The lint forks the analysis at most switchInt operations upon first encountering them. Once the execution path learns about the state of local futures, it’s able to predict (some) future branches without forking. Continuing through the future2 branch of select!:

bb32: {
    // Poll the sleep future, which will register the waker with tokio
    _61 = <{async fn body of sleep()} as futures::Future>::poll(move _62, move _65) -> [return: bb33, unwind: bb51];
}
bb33: {
    _68 = discriminant(_61);
    switchInt(move _68) -> [0: bb35, 1: bb34, otherwise: bb21];
}
bb34: {
    _0 = std::task::Poll::<()>::Pending;
    // This sets the state machine variant of this coroutine, so it can
    // get back to bb33 quickly when it's resumed again
    discriminant((*_104)) = 4;
    // returns Poll::Pending, stopping execution until tokio wakes it up
    return;
}

It’s in bb34 where the lint reports an error. By that point, future1 is active, but we’ve only polled the sleep() future before returning Poll::Pending. That means we are suspending execution without having polled an active future, which is the exact issue we want to identify!
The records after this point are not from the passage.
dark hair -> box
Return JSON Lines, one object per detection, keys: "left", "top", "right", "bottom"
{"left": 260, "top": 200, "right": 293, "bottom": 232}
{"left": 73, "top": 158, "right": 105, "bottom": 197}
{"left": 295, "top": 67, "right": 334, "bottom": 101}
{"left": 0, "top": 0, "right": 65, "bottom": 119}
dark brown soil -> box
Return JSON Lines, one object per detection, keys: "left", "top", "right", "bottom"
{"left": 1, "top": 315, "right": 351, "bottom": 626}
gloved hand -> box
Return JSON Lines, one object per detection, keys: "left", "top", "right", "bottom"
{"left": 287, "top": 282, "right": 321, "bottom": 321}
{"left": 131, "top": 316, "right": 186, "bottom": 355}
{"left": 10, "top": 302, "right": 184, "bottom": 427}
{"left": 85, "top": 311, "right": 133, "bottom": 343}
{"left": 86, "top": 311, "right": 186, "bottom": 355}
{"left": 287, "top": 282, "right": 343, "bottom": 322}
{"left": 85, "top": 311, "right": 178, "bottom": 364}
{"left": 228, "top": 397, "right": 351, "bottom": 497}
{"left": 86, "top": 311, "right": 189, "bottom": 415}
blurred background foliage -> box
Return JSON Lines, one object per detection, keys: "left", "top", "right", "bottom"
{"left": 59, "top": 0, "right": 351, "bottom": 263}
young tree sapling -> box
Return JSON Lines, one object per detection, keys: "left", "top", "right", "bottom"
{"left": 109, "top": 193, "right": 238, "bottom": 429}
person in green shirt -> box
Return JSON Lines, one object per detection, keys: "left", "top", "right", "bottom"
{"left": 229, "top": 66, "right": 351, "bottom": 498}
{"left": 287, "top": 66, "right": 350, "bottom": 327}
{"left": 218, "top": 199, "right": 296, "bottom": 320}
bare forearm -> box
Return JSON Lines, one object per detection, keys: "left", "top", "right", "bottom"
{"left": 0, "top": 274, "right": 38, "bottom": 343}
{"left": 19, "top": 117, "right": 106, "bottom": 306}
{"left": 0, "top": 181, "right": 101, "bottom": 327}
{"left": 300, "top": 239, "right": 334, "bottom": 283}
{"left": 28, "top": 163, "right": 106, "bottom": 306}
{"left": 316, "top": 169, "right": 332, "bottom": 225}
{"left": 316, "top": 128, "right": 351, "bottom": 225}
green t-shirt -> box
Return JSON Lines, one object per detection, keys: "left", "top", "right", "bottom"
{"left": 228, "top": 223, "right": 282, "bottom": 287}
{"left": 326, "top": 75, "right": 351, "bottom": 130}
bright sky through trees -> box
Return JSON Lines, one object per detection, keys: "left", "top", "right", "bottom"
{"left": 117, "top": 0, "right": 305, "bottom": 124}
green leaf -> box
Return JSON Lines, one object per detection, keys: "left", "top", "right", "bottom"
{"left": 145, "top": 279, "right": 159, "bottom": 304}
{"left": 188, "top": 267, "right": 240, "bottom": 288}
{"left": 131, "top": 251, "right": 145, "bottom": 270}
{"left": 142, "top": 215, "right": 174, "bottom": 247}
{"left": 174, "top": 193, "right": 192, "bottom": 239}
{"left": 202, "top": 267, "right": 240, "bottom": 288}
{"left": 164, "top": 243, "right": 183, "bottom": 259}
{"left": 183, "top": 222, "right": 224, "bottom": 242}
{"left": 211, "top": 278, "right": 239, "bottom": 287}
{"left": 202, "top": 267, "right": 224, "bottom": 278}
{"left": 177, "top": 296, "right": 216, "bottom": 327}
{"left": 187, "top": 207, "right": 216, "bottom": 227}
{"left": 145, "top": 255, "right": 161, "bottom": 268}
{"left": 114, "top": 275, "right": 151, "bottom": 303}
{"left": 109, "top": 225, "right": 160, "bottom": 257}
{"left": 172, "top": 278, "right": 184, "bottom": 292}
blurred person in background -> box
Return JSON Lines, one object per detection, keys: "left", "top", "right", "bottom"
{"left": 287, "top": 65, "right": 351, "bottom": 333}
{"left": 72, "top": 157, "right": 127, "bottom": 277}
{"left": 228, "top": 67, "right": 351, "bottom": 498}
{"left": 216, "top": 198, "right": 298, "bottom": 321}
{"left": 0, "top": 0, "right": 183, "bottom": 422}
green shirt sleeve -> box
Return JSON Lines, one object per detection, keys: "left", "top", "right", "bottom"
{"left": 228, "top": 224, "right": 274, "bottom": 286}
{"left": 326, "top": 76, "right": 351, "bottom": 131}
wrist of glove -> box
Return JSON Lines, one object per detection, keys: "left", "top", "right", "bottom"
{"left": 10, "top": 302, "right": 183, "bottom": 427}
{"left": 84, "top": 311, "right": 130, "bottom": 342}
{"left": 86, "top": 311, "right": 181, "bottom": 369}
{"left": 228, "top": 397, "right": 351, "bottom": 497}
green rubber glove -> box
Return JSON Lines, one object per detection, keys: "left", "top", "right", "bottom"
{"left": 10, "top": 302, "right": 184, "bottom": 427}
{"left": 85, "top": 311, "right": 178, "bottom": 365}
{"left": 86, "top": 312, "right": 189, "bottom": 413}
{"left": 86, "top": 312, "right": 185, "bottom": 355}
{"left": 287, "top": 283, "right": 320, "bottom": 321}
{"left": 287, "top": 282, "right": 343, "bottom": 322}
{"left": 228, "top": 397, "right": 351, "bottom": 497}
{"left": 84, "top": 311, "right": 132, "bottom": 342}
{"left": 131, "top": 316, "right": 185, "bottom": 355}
Correlating return enum variants with captured futures

As promised earlier, let’s look at how the combinator analysis connects return values to the state of our local futures. Peering through one of the select! examples and inspecting the inner closure passed to poll_fn, we can see this pattern:

bb18: {
    _26 = <&mut Pin<Box<dyn futures::Future<Output = i32> + std::marker::Send>> as futures::Future>::poll(move _24, copy _2) -> [return: bb19, unwind continue];
}
bb19: {
    _27 = discriminant(_26);
    switchInt(move _27) -> [0: bb21, 1: bb20, otherwise: bb2];
}
// following Poll::Ready to bb21
bb21: {
    // This is constructing Poll::Ready(Out::_0(...))
    _30 = Out::<i32, (i32, i32)>::_0(copy _25);
    _0 = Poll::<Out<i32, (i32, i32)>>::Ready(move _30);
    goto -> bb31;
}
bb31: {
    return;
}

There’s an identical pattern for the Out::_1 enum variant as well: polling a future, observing its readiness, and returning the encoded Ready variant. This is how we’re able to link returned sum types to the state of underlying futures captured by this combinator.

Conclusion

poll_them_all is an early prototype, and I don’t see it meeting the bar set by other Clippy lints or parts of the toolchain. At best, it’s only a guardrail, and it can’t eliminate this whole class of errors. I couldn’t get join! analysis to work reliably enough to include it in this post. Getting that right requires tracking recursive data structures and function calls; that’s a considerable step up in difficulty. It’s also tricky to reason across borrows and nested structs. Moves (like drop(future)) cause the analysis to give up on that future entirely, which also needs reworking.

Despite these limitations, the lint still helped me validate my own code and all the examples shown earlier. I want to keep improving it, and it would really help prove the concept if it found some bugs in the wild. It’s going to need a lot more work.